Bruno et al. berpendapat bahwa hiperglikemia meningkatkan ukuran infark pada
jaringan otak iskemik yang mengalami reperfusi, tetapi tidak pada lesi tanpa reperfusi (infark
lakunar).(14) Pada lesi infark tanpa reperfusi, glukosa yang mencapai sel. kurang sehingga
tidak menambah akumulasi laktat dan asidosis. Jadi daerah iskemik dengan sirkulasi kolateral
lebih rentan terhadap efek hiperglikemia dari pada daerah distribusi end-artery (infark
lakunar). Pada perdarahan intraserebral, hiperglikemia juga memperburuk keadaan dengan
mekanisme yang sama yaitu produksi laktat berlebihan pada daerah iskemik disekitar lokasi
perdarahan.
Insulin diperlukan pada keadaan :
HbA1c > 9% dengan kondisi dekompensasi metabolik
Penurunan berat badan yang cepat
Hiperglikemia berat yang disertai ketosis
Krisis Hiperglikemia
Gagal dengan kombinasi OHO dosis optimal
Stres berat (infeksi sistemik, operasi besar, infark miokard akut, stroke)
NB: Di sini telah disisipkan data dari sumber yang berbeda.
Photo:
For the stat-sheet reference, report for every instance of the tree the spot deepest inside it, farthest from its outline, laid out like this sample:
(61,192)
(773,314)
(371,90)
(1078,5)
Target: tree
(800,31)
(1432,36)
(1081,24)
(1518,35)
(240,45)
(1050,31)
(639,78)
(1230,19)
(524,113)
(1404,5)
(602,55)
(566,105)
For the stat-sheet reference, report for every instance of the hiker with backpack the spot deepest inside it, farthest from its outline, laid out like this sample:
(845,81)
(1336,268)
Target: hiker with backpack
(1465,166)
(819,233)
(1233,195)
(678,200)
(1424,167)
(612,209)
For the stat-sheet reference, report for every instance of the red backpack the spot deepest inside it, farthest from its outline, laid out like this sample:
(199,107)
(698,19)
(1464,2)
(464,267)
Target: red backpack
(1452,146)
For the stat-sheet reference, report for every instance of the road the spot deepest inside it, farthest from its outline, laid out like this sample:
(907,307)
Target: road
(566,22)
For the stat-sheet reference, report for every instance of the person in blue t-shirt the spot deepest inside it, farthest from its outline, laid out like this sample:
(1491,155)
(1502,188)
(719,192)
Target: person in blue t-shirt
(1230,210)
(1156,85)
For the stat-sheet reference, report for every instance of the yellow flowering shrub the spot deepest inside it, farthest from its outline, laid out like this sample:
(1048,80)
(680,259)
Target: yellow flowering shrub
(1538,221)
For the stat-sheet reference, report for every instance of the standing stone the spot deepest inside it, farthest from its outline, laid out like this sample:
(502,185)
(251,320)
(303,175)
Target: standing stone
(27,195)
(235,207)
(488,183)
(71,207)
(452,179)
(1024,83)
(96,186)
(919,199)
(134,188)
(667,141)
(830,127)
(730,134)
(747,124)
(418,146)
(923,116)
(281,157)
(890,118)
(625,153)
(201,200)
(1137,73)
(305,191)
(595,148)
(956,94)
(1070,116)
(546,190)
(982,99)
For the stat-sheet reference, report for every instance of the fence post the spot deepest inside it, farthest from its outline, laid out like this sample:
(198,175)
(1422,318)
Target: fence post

Kehamilan dengan DM/Diabetes melitus gestasional yang tidak terkendali dengan
perencanaan makan
Gangguan fungsi ginjal atau hati yang berat
Kontraindikasi dan atau alergi terhadap OHO
Kondisi perioperatif sesuai dengan indikasi
Pada pasien ini diberikan terapi insulin lantus 1x6 iu untuk mengatasi hiperglikemia
Pasien diabetes melitus yang terkontrol dengan diet dan obat hipoglikemik oral, pada fase
akut stroke memerlukan terapi insulin. Demikian pula pada pasien diabetes melitus yang
biasanya mendapatkan terapi insulin akan memerlukan penambahan dosis insulin selama fase
akut stroke. Tujuannya adalah kadar glukosa darah tidak kurang dari 100 mg/dL dan tidak
lebih dari 200 mg/dL. Dosis insulin yang diberikan tergantung sensitivitas pasien terhadap
insulin. Pasien usia muda, kurus dan tidak stres lebih sensitif terhadap insulin sehingga
memerlukan dosis insulin lebih sedikit.